Not enough praise can be heaped on Tony Award winner Julie Taymor, whose overall vision has shaped the popular animated feature into a tour de force of Bunraku puppetry and African masks. The genius lies in Taymor's ability to reconcile Elton John and Tim Rice's modern American pop songs, which blend seamlessly with Lebo M's traditional African chants and rhythms, and to find a way for the three-dimensional actualizations of Disney cartoon characters Timon (Damian Baldet) and Pumbaa (Adam Kozlowski) to co-exist alongside the more abstract interpretations of Mufasa and Scar without the slightest sense of incongruity.
In addition, scenic designer Richard Hudson and lighting designer Donald Holder make good on the overworked notion of "a children's storybook come to life." The moody, atmospheric sets and lighting manage to bring a wildebeest stampede to life using a canvas scroll on rollers, or convey worlds of emotion with just the switch of a lighting gel.
And then there are the cast members themselves, whose strong performances ensure that they don't get overshadowed by the spectacle surrounding them. White brings a subtle regal elegance to his role as Mufasa, at the same time having some playful father-son moments with the young Simba (played here by Elijah Johnson, in a role alternated with Duane Ervin, and then as an adult by Clifton Oliver).

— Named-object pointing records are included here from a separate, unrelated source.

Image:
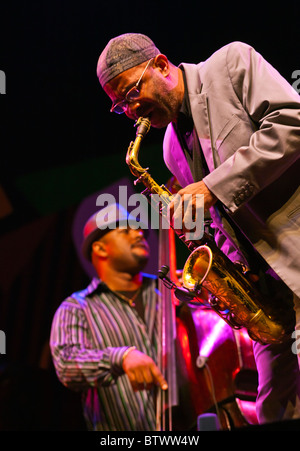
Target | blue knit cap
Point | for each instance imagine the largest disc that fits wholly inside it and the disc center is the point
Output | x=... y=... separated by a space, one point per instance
x=122 y=53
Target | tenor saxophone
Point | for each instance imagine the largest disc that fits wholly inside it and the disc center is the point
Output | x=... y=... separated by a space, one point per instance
x=231 y=295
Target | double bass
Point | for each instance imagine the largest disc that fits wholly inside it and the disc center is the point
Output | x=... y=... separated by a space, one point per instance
x=208 y=364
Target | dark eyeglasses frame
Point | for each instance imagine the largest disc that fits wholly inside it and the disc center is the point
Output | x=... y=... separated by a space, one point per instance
x=132 y=95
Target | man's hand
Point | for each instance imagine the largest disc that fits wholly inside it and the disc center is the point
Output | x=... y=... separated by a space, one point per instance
x=142 y=371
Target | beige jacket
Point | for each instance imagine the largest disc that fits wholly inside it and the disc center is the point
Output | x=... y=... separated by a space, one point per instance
x=247 y=119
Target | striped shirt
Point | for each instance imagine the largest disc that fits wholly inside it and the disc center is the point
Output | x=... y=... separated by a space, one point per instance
x=90 y=332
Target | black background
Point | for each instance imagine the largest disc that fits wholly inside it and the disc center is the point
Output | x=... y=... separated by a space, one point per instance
x=59 y=144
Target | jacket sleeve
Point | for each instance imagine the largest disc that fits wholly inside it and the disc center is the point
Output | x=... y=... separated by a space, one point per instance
x=274 y=107
x=77 y=361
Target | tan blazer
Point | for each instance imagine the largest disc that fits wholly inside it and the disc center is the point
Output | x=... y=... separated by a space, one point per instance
x=247 y=118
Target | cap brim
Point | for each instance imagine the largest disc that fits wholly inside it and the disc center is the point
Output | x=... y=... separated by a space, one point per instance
x=86 y=248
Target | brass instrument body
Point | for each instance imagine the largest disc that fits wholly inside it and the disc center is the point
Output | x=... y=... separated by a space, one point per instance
x=231 y=294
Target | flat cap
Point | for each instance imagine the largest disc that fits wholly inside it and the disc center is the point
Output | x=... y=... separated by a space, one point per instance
x=122 y=53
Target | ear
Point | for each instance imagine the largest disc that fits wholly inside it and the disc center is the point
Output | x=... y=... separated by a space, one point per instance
x=99 y=249
x=162 y=63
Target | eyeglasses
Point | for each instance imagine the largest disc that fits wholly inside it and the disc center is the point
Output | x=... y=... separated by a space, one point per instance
x=132 y=95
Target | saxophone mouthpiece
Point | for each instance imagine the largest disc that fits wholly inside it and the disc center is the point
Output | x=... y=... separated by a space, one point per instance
x=143 y=126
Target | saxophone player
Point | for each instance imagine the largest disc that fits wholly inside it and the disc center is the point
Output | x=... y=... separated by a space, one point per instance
x=232 y=134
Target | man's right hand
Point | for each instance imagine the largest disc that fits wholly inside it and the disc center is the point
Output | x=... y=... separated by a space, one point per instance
x=142 y=371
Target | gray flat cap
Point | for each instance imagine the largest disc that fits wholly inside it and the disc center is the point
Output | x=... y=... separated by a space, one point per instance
x=124 y=52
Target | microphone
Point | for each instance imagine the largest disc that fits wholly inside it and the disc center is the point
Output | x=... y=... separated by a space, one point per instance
x=182 y=294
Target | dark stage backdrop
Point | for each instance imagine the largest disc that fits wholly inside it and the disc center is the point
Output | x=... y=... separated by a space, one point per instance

In the supporting roles, Broadway alumna Kissy Simmons, as Simba's love interest, Nala, commands the stage during her "Shadowlands" number. As Mufasa's right-hand bird Zazu, Patrick Kerr brings great humor to his multi-layered portrayal, operating a hand puppet while clad in a butler's derby. Buyi Zama, as the wise, almost zen-like mandrill Rafiki, uses her powerful, distinctive voice to great effect. As for Sesma, his reinterpretation of Jeremy Irons' cold, steely villainy can take some getting used to. While a great heavy and a strong presence in his own right, the actor sometimes plays Scar like a cross between Bert Lahr and Paul Lynde.
More importantly, there are such show-stopping (and eye-popping) musical numbers such as "Circle of Life," "He Lives in You," and "I Just Can't Wait to Be King." In the end, there's no simply way to fight it; once you enter the world of The Lion King, you will "feel the love tonight."